We assessed 18 children (5 females) with median age of 3.2 years (range 0·9-5.5) with Continuous Glucose Monitoring for 3 days. Bronchoalveolar lavage (BAL) fluid was cultured for known pathogenic microbial agents and assessed for total white blood cells, percentage of neutrophils and IL-8 level.
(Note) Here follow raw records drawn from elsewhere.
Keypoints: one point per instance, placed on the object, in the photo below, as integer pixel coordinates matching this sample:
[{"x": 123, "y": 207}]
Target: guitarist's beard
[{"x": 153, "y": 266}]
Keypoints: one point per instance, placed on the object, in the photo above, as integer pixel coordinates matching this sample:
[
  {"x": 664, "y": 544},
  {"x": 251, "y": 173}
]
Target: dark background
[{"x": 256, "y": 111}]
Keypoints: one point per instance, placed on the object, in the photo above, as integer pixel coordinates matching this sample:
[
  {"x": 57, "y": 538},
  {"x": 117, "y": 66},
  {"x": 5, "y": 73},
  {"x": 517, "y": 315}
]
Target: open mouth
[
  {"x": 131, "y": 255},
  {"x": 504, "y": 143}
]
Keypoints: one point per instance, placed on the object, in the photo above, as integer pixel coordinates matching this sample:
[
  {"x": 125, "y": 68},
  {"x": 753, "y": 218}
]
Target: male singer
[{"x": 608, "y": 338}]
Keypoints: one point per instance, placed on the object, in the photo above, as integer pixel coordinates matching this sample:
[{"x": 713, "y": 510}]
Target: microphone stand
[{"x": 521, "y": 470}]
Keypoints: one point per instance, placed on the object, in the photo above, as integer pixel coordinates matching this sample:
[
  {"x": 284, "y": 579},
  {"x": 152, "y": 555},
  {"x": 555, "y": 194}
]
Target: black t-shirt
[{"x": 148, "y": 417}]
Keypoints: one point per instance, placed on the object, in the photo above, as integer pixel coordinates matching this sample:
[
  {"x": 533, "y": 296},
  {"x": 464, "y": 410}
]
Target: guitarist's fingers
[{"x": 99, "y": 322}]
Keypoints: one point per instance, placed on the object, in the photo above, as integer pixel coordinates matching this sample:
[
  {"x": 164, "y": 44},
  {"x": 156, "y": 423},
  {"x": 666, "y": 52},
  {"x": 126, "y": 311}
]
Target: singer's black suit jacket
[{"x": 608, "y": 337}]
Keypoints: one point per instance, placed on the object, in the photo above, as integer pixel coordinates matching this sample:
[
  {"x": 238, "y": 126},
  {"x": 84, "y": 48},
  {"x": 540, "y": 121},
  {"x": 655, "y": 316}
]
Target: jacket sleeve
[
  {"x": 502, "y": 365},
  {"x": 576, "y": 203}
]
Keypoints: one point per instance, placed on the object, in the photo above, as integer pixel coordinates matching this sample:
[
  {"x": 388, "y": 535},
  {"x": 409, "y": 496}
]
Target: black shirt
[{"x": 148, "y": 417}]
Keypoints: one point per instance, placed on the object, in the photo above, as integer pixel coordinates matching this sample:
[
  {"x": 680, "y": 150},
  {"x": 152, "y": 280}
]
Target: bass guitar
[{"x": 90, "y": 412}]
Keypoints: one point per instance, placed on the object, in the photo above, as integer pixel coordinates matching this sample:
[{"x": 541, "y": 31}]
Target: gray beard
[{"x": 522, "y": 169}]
Peak sensor glucose (SG) was >11.1 mmol/L in 39% of participants. The percentage neutrophil count on BAL was positively correlated with elevated SG (peak SG r = 0.48, p = .044) and with glucose variability (SG standard deviation r = 0.62, β = 38.5, p = .006). BAL IL-8 level was significantly correlated with all measures of CGM hyperglycemia including % time > 7.8 mmol/L (p = .008) and standard deviation (p < .001). Participants with a history of Pseudomonas aeruginosa had a higher % time > 7.8 mmol/L glucose (16% versus 3%, p = .015).
Children with CF frequently demonstrate elevated SG levels before age 6 years, which are associated with increased pulmonary inflammation and Pseudomonas aeruginosa infection. Transient SG elevations into the diabetic range (≥11.1 mmol/L) were identified in children from 1 year of age.
患有 CF 的儿童从婴儿期就胰岛素不足,但对于生命早期葡萄糖异常的影响知之甚少。我们旨在确定和描述 CF 儿童<6 岁的间质葡萄糖水平,并评估其与肺部感染和炎症的关系。
我们评估了 18 名(5 名女性)中位年龄为 3.2 岁(范围 0·9-5.5)的儿童,他们使用连续血糖监测仪进行了 3 天的监测。对支气管肺泡灌洗液(BAL)进行了培养,以检测已知的致病微生物,并评估总白细胞数、中性粒细胞百分比和 IL-8 水平。
39%的参与者峰值传感器血糖(SG)>11.1mmol/L。BAL 中的中性粒细胞计数百分比与升高的 SG 呈正相关(峰值 SG r=0.48,p=0.044),与葡萄糖变异性(SG 标准差 r=0.62,β=38.5,p=0.006)呈正相关。BAL IL-8 水平与 CGM 高血糖的所有测量值均显著相关,包括%时间>7.8mmol/L(p=0.008)和标准差(p<0.001)。有铜绿假单胞菌感染史的参与者,%时间>7.8mmol/L 血糖的比例更高(16%比 3%,p=0.015)。
患有 CF 的儿童在 6 岁之前经常出现 SG 水平升高,这与肺部炎症和铜绿假单胞菌感染增加有关。在 1 岁的儿童中,发现了短暂的 SG 升高到糖尿病范围(≥11.1mmol/L)。